Thin Mint cookies are a top seller for Girl Scouts, and it's easy to understand why. With a minty and crunchy interior and a smooth chocolate coating, they check off all the boxes for both flavor and texture in one little handheld treat. However, if it's not Girl Scout cookie season, it may be hard to get your hands on the iconic cookie — that's when you can turn to this easy two-ingredient dupe.

All you need to make these copycat cookies are a couple of sleeves of Ritz crackers and a bag of Andes mints. To melt the chocolate, you could use the double boiler method, but it's even easier to microwave it — just be sure to warm the chocolate in brief intervals and stir after each until the chocolate is silky smooth. Then, use tongs, chopsticks, or a fork to dip the crackers one at a time. Transfer them to a silicone mat or line a baking sheet with parchment paper like Ina Garten does when she cooks and bakes.

It only takes about half an hour for chocolate to set at room temperature, so you can easily satisfy your Thin Mint craving on the fly. And if you can't wait that long, just pop them in the fridge or freezer for lightning-fast chocolate hardening.

Variations and optional add-ins for homemade Thin Mint cookies

This homemade version of the popular Girl Scout cookies may not be an exact match to the original, but it does closely replicate the flavors and textures. That said, you can kick it up a notch with a few simple spins. If you're looking for even more minty flavor, sprinkle some crushed mints on top or add mint extract to the melted Andes. Or, customize your chocolate by skipping the Andes and combining the mint extract with melted dark chocolate chips or your preferred type of chocolate.

You can also get creative with your presentation and liven them up with sparkly decorator's sugar. Green is perfect for indicating their minty flavor, but you can switch it for holidays, or occasions like baby showers. For a fun birthday treat, add colorful sprinkles on top to channel the look of confetti cake — you can even easily make your own homemade sprinkles.

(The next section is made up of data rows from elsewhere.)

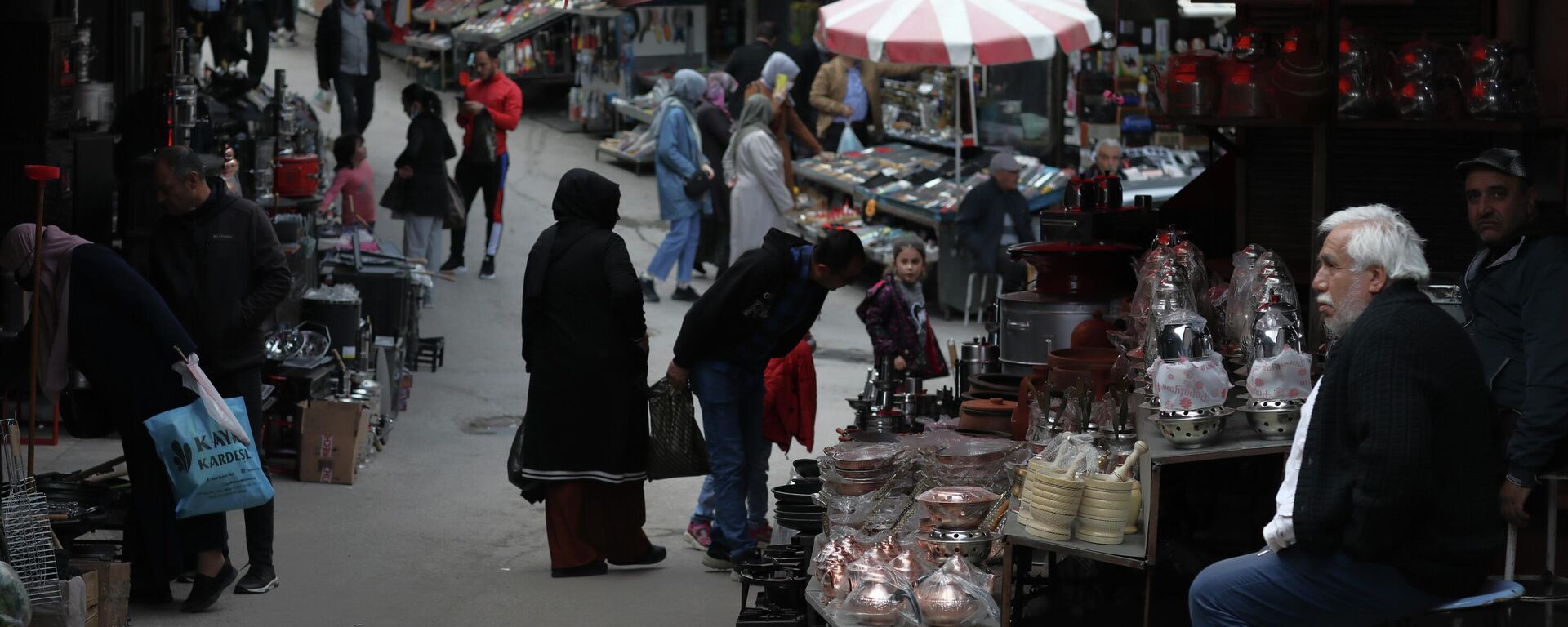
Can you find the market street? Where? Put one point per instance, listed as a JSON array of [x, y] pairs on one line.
[[431, 533]]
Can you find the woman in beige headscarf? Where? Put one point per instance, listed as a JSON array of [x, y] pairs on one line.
[[758, 199]]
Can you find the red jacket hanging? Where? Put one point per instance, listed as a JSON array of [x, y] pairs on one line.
[[789, 408]]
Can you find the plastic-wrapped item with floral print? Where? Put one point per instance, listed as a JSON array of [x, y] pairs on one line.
[[1191, 383], [1286, 376]]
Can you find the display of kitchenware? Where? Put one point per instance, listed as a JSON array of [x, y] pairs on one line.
[[1194, 431], [957, 507], [973, 546], [1191, 83], [1302, 83], [1244, 76]]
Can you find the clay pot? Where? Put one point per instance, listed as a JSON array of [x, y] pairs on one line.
[[1094, 333], [987, 416]]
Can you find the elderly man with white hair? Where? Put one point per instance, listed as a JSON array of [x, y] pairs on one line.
[[1387, 504]]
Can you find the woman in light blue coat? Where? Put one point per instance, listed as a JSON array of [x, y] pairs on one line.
[[678, 158]]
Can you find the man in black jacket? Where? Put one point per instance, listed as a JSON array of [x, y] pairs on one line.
[[1517, 303], [347, 56], [756, 311], [993, 216], [746, 63], [1385, 509], [216, 262]]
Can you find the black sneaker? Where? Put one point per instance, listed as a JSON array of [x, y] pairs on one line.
[[207, 589], [654, 555], [684, 294], [593, 568], [259, 579]]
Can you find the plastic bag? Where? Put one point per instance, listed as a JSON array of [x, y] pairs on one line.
[[212, 470], [195, 380], [1192, 383], [1286, 376]]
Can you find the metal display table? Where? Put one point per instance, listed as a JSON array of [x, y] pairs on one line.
[[1137, 550], [822, 616]]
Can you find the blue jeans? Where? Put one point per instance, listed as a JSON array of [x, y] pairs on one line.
[[679, 251], [1300, 588], [731, 397], [756, 491]]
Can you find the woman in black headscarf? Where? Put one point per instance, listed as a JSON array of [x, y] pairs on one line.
[[586, 347]]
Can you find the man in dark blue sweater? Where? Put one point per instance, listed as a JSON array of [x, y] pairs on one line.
[[1385, 509], [1517, 301]]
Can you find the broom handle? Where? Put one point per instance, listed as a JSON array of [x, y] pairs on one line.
[[32, 371]]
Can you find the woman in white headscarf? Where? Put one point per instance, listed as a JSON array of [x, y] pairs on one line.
[[758, 201], [676, 160], [786, 121]]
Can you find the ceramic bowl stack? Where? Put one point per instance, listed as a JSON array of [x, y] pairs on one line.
[[1051, 502], [1102, 513], [957, 514]]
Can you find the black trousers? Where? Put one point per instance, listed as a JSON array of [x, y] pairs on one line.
[[257, 22], [257, 519], [286, 11], [472, 179], [356, 100]]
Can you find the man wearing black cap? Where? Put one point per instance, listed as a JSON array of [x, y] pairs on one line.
[[1517, 303], [991, 216]]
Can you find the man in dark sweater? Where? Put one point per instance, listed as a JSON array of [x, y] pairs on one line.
[[1517, 301], [991, 216], [756, 311], [216, 262], [1385, 509]]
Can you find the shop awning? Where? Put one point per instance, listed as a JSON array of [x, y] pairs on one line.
[[957, 32]]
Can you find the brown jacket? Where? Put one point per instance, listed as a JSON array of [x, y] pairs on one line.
[[784, 124], [831, 85]]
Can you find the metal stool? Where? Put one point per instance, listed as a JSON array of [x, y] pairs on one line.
[[1545, 588], [1491, 598], [969, 291]]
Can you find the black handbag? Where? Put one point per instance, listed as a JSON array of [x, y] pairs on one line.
[[675, 444], [698, 185]]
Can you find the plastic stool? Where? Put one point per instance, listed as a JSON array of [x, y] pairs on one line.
[[1545, 588], [1493, 596], [969, 291]]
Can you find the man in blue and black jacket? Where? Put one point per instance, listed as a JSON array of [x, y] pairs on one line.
[[1517, 301]]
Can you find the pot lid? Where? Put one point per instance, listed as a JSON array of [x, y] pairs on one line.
[[990, 407]]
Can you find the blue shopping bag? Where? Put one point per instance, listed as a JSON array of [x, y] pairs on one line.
[[211, 469]]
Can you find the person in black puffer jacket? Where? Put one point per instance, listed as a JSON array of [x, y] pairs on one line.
[[424, 162]]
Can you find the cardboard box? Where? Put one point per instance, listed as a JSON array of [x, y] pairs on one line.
[[332, 438], [112, 593]]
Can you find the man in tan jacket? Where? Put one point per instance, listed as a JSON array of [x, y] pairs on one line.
[[843, 102]]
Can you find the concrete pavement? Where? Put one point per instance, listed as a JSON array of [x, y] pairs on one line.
[[433, 535]]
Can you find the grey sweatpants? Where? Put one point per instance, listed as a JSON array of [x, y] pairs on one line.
[[422, 238]]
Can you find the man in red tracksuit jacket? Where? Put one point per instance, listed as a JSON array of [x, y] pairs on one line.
[[496, 96]]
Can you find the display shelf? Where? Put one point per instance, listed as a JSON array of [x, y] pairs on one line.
[[1129, 554]]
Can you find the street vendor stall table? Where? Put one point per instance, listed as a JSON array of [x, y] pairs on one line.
[[1137, 550]]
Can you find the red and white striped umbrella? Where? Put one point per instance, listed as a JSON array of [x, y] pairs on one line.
[[957, 32]]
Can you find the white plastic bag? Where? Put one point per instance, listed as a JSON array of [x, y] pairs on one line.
[[195, 380]]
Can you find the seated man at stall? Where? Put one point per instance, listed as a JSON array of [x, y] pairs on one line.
[[991, 216], [1513, 291], [1107, 158], [1387, 504]]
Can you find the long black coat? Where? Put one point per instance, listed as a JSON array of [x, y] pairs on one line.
[[582, 320], [429, 149]]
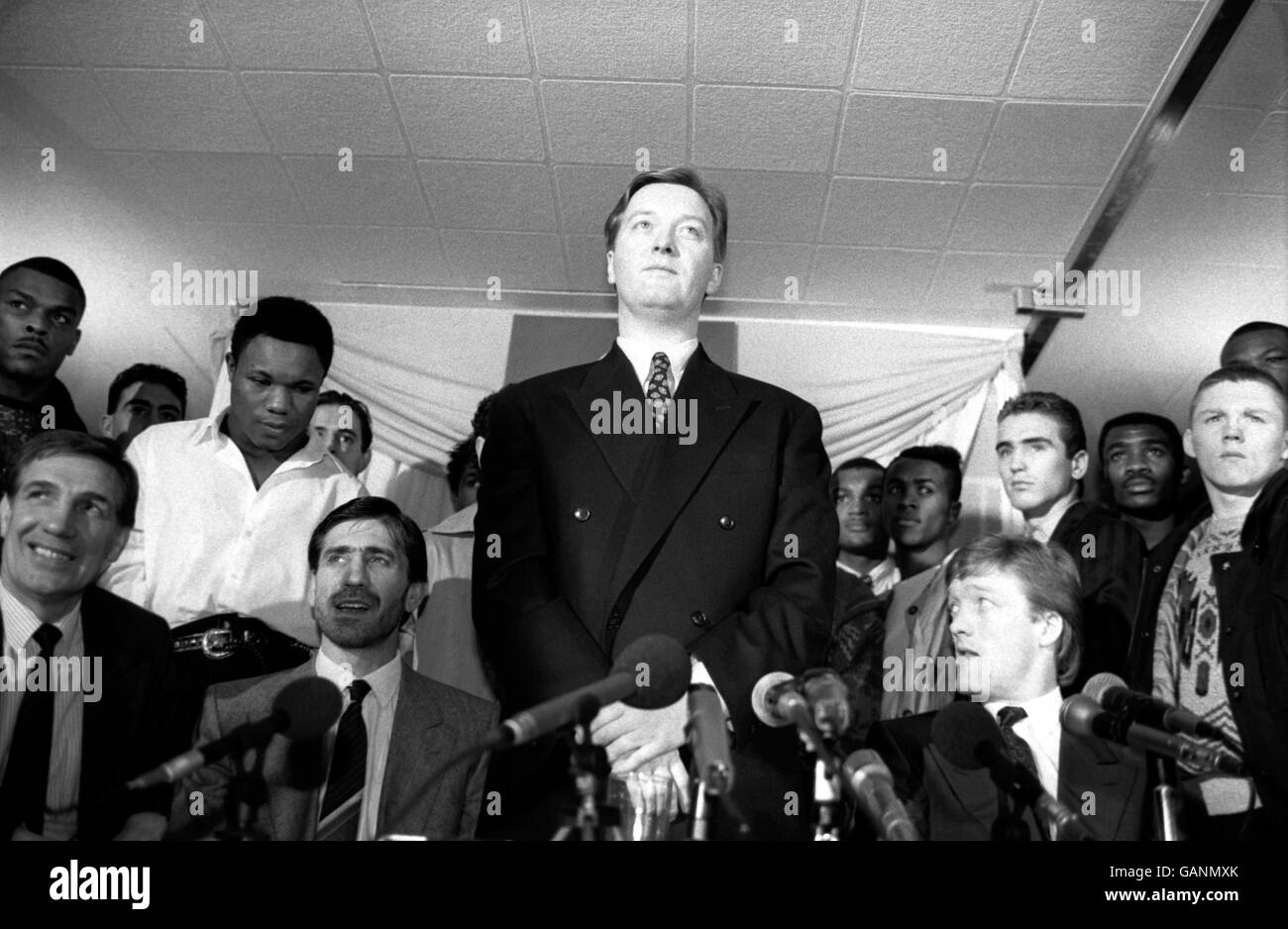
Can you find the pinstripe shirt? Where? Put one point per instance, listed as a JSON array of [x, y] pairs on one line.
[[62, 791]]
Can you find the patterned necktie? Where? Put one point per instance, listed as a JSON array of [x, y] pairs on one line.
[[26, 778], [660, 387], [349, 758], [1017, 748]]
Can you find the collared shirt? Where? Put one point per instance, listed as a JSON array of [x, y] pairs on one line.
[[62, 791], [884, 576], [1042, 528], [445, 644], [205, 541], [1041, 730], [377, 715], [640, 354]]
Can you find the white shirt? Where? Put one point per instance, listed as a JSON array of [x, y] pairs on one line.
[[205, 541], [640, 356], [1041, 730], [1042, 528], [62, 791], [377, 715], [884, 576]]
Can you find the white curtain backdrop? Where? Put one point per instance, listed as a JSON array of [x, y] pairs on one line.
[[879, 388]]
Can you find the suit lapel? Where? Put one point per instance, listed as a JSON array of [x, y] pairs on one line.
[[417, 747]]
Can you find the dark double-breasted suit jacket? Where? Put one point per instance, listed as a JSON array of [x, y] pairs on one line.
[[419, 796], [1100, 781], [728, 543]]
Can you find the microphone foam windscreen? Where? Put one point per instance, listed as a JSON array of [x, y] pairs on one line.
[[958, 728], [310, 705], [662, 668], [1099, 683]]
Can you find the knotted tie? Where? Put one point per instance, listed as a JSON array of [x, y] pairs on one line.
[[349, 758], [26, 778], [660, 387]]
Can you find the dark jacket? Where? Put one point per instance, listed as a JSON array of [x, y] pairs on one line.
[[1109, 555], [1252, 596]]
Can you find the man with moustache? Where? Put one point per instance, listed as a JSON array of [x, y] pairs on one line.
[[380, 770], [864, 576], [1222, 650], [42, 304], [226, 506], [919, 507], [588, 541], [1042, 459]]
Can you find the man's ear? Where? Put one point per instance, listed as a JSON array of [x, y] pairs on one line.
[[1078, 464], [716, 271]]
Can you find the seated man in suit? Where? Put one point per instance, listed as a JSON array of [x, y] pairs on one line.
[[1014, 607], [94, 668], [369, 776]]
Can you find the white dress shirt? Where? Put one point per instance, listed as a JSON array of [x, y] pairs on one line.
[[640, 356], [205, 541], [62, 791], [377, 715], [1041, 730]]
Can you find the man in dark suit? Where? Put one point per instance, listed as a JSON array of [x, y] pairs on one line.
[[94, 719], [380, 769], [655, 491], [1014, 607]]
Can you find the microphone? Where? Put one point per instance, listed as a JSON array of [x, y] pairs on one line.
[[708, 739], [1081, 715], [872, 786], [303, 709], [969, 738], [814, 700], [660, 658], [1111, 691]]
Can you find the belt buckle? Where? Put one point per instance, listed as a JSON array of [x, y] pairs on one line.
[[218, 644]]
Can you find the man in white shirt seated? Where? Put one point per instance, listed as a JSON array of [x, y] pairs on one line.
[[227, 504], [1014, 616], [382, 766]]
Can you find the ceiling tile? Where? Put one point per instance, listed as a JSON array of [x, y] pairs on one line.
[[877, 278], [321, 113], [384, 255], [377, 190], [773, 206], [1199, 155], [33, 34], [465, 37], [935, 48], [1253, 69], [183, 111], [233, 188], [520, 260], [326, 35], [489, 196], [1134, 44], [890, 213], [71, 97], [610, 39], [1055, 143], [588, 193], [1012, 219], [765, 270], [609, 123], [898, 137], [772, 130], [141, 33], [809, 42], [471, 117]]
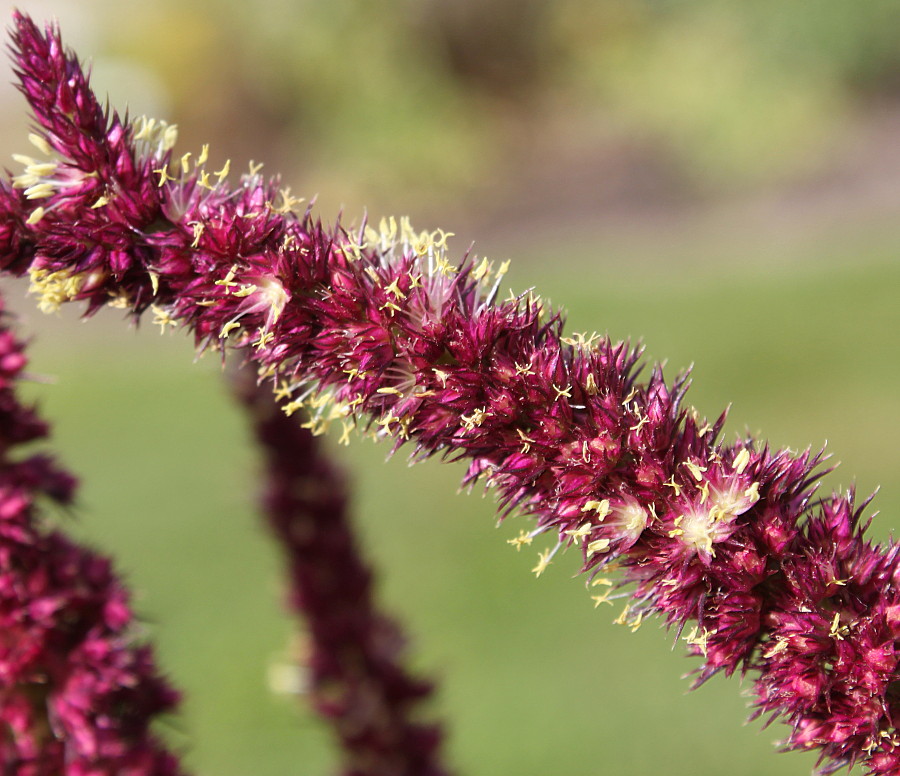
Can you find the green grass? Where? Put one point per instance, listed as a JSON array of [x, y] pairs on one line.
[[534, 680]]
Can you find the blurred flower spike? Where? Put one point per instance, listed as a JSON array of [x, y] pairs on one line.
[[78, 691], [379, 329]]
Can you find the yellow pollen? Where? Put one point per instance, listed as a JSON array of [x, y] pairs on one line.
[[599, 545], [741, 460], [602, 508], [543, 562], [522, 539]]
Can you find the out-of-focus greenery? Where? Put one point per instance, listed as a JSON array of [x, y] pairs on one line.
[[433, 100], [534, 680]]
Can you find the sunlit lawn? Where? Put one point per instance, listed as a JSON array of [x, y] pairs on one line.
[[535, 681]]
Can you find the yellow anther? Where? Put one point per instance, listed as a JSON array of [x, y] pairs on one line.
[[481, 270], [228, 280], [40, 191], [40, 143], [695, 470], [282, 391], [752, 492], [565, 392], [228, 328], [394, 289], [598, 545], [475, 419], [162, 318], [444, 267], [741, 460], [291, 407], [642, 420], [522, 539], [163, 173], [197, 227], [526, 440], [524, 369], [36, 215], [223, 173], [602, 508], [265, 337], [704, 492], [439, 238]]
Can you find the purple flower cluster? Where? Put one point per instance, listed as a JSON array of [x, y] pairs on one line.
[[356, 678], [377, 329], [77, 693]]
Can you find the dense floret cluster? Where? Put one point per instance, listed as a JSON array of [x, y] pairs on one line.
[[376, 328]]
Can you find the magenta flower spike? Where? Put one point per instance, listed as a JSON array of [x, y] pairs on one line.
[[376, 328], [78, 691]]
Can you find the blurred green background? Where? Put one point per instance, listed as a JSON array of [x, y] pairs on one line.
[[719, 180]]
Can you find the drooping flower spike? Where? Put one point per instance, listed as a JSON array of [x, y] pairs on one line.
[[78, 691], [378, 329]]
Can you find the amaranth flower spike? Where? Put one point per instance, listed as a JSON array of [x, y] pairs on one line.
[[379, 328]]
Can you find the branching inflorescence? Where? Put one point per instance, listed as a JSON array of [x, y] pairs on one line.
[[376, 328]]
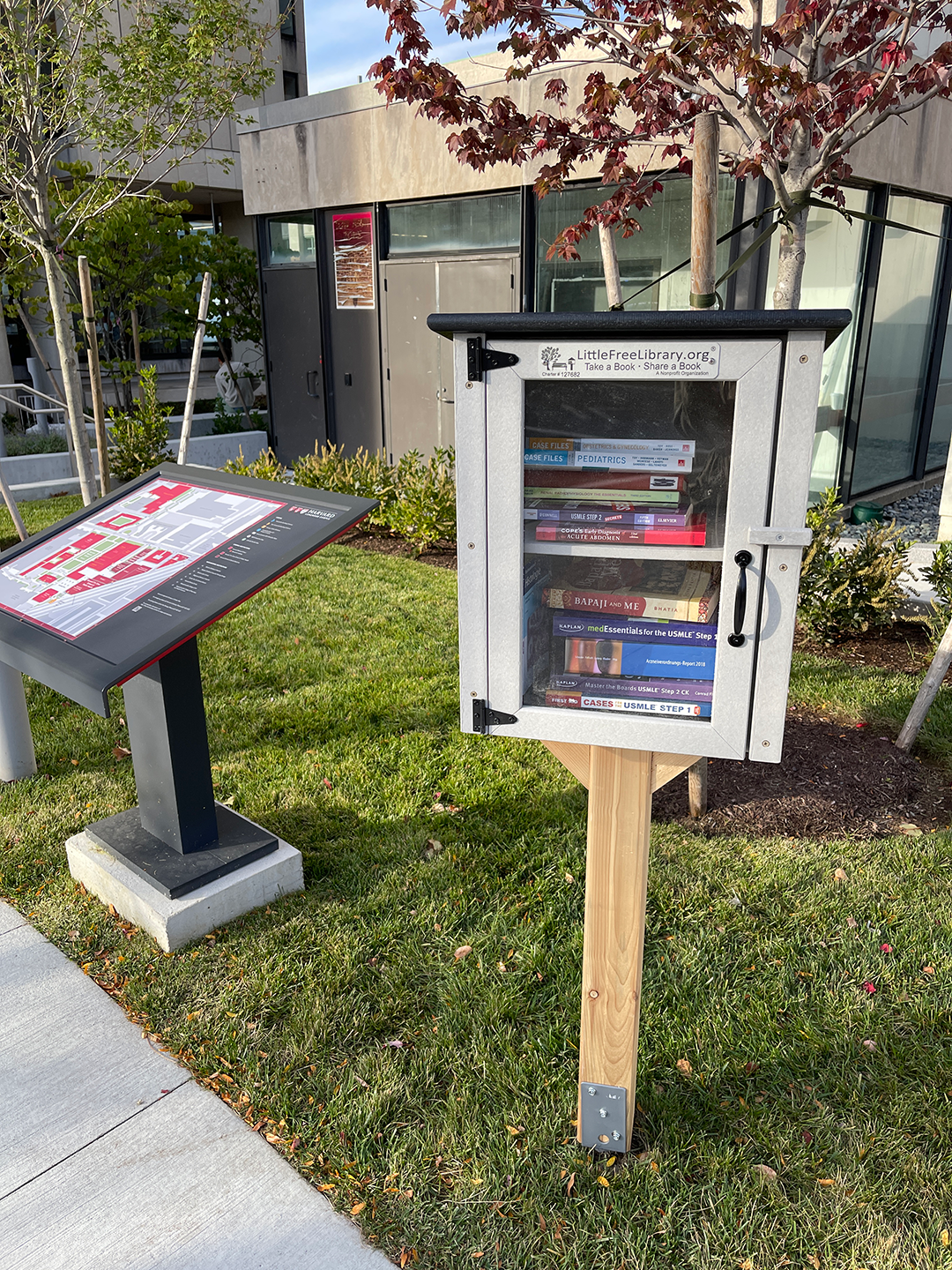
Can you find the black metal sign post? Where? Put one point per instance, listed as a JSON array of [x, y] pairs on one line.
[[115, 596]]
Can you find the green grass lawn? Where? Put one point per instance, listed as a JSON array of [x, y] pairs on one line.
[[435, 1097]]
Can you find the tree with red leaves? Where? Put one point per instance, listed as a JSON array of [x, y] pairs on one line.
[[796, 93]]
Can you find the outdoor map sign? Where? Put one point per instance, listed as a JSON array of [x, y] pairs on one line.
[[92, 601], [117, 594]]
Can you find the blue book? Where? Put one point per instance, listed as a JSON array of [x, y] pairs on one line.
[[632, 630], [614, 658]]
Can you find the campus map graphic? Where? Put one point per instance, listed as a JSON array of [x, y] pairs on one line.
[[100, 565]]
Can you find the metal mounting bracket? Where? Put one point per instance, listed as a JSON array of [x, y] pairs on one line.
[[480, 358], [484, 718], [772, 537], [603, 1120]]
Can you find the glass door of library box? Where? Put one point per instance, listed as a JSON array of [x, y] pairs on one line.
[[622, 589]]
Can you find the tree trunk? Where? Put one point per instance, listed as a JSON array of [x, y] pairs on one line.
[[69, 367], [790, 267]]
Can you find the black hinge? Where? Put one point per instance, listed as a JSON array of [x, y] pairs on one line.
[[484, 718], [479, 358]]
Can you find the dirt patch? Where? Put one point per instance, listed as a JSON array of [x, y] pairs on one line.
[[902, 646], [441, 554], [833, 781]]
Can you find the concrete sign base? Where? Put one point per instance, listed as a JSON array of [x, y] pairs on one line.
[[175, 923]]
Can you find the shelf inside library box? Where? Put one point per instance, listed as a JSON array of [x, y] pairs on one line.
[[617, 550]]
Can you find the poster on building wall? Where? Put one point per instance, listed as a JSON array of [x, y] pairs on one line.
[[353, 259]]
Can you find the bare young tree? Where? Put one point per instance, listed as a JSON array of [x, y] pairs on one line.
[[100, 101]]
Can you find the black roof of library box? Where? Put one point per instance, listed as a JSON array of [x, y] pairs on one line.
[[703, 322]]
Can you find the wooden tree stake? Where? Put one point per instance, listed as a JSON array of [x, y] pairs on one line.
[[703, 213], [932, 684], [195, 369], [95, 378]]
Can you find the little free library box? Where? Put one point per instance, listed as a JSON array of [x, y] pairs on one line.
[[115, 594], [631, 492]]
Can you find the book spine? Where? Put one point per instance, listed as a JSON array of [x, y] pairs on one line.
[[634, 631], [585, 701], [687, 537], [666, 690], [606, 516], [614, 658], [660, 497], [611, 446], [654, 608], [607, 460]]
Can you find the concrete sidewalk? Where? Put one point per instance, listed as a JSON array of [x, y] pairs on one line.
[[111, 1156]]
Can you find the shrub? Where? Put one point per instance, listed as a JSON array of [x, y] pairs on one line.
[[847, 591], [938, 574], [265, 467], [140, 438]]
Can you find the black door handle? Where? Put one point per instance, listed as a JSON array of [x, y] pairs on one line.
[[740, 598]]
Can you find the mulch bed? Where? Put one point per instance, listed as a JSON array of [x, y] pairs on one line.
[[834, 780]]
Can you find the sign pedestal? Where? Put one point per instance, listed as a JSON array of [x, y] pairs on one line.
[[178, 839], [620, 784]]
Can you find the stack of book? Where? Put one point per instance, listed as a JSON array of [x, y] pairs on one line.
[[632, 637], [611, 492]]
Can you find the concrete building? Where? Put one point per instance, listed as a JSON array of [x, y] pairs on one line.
[[366, 224], [216, 206]]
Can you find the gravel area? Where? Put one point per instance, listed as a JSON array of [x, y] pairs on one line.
[[917, 516]]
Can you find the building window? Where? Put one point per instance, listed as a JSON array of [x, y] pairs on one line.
[[899, 347], [577, 286], [831, 280], [291, 240], [941, 432], [487, 224]]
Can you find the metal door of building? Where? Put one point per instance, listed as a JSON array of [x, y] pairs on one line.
[[419, 365], [294, 325]]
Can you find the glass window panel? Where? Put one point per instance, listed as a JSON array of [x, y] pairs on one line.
[[941, 432], [609, 467], [831, 280], [455, 225], [899, 347], [664, 240], [291, 240]]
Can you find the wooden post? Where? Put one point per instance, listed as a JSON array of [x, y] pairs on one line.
[[609, 267], [616, 889], [932, 684], [95, 378], [193, 371], [697, 788], [703, 213], [138, 351]]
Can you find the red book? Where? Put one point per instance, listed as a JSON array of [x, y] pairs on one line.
[[695, 534], [584, 478]]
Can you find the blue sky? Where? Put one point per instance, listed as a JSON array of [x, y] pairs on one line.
[[344, 37]]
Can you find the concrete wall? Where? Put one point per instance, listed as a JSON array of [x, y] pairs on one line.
[[348, 146]]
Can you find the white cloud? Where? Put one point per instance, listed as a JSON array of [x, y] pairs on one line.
[[344, 38]]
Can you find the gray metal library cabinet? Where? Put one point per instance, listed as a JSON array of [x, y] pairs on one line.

If more chocolate flavor is what you're after, try pressing chocolate sprinkles into the tops of the cookies or drizzling them with more of the melted Andes. Or, replace the Ritz cracker with a crunchy chocolate cookie (for example, one layer from an Oreo). No matter how you choose to make them, there may be more than enough variations to experiment with to get you through to the next Girl Scout cookie season.